Tutaj wyraźnie spojrzał na Panią domu, upewniając się czy aby na pewno to usłyszała, po czym dodał tak, aby jednak jego słowa do niej nie dotarły.
- Pssst, chłopaki. Pamiętajcie, że nie chcemy uszkodzić eksponatów w tym muzeum. To że są brzydkie jak trupy nie znaczy, że trzeba do nich od razu strzelać.

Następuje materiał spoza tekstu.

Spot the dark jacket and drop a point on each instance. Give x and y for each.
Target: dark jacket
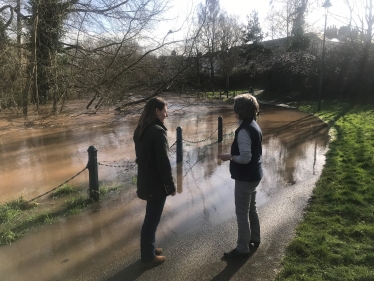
(155, 178)
(253, 170)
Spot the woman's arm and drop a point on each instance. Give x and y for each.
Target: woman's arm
(245, 154)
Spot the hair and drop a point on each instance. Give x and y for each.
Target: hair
(148, 115)
(246, 106)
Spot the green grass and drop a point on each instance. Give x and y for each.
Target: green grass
(335, 241)
(18, 216)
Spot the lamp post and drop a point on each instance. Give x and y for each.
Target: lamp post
(326, 5)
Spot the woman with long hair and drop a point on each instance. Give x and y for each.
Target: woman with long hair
(246, 169)
(154, 179)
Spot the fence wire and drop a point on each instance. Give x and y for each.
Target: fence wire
(65, 182)
(201, 140)
(128, 168)
(118, 166)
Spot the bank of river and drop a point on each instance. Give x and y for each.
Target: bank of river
(106, 236)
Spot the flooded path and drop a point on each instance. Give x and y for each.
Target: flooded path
(103, 241)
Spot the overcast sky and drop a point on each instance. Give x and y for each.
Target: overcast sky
(181, 8)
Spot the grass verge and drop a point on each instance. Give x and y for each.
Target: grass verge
(335, 241)
(18, 216)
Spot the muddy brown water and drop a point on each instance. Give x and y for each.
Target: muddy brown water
(34, 160)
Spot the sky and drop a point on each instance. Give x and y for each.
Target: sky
(242, 8)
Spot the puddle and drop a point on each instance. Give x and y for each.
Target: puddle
(34, 161)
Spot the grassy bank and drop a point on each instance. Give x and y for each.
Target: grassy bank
(335, 241)
(19, 216)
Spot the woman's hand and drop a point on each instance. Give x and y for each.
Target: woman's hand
(224, 157)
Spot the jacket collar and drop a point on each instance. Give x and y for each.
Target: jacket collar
(158, 122)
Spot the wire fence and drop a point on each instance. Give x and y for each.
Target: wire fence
(130, 166)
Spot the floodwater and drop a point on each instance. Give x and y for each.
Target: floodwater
(34, 160)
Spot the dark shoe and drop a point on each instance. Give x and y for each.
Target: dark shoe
(158, 251)
(255, 244)
(234, 254)
(157, 260)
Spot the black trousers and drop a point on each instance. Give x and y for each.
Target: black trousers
(148, 234)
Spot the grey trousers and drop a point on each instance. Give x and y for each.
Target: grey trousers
(246, 214)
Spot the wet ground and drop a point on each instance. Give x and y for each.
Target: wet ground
(198, 224)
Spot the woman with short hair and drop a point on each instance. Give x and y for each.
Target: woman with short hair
(154, 179)
(246, 169)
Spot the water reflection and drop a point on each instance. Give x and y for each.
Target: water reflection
(293, 152)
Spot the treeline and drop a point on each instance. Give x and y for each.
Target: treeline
(53, 50)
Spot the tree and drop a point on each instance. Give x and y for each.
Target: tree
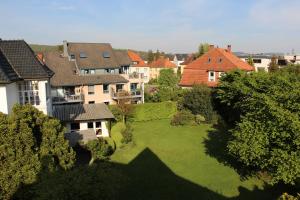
(203, 48)
(264, 112)
(167, 78)
(199, 101)
(124, 106)
(150, 57)
(30, 141)
(250, 61)
(157, 55)
(273, 66)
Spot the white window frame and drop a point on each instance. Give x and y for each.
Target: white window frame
(211, 78)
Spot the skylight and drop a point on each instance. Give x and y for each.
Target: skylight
(106, 54)
(82, 55)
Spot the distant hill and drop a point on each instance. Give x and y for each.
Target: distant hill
(45, 48)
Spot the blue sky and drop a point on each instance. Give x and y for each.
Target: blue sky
(168, 25)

Chwilę później kobieta znów się odezwała.
- Gdyby ktoś chciał pojechać ze mną byłabym wdzięczna... trochę głupio przyznać, ale ja... hm... mam pewne lęki przed wodą...
~Lęk przed wodą! A to Ci niespodzianka dopiero. Boi się tych chodzących trupów jak nic!~ Zaśmiał się w duszy staruszek. Niemniej jednak poczuł się w obowiązku ochronić kobietę, a już tym bardziej dzieci jeśli zdołają je wywieźć z miasta.
- Może Pani na mnie liczyć. Ale najpierw skoczę po swój sztucer do samochodu. - W odpowiedzi na spojrzenia jeszcze dziwniejsze, niż kiedy pierwszy raz przyniósł broń dodał rozbawiony. - Spokojnie, mój arsenał na tym już się skończy. Nie mam składnicy broni na kołach.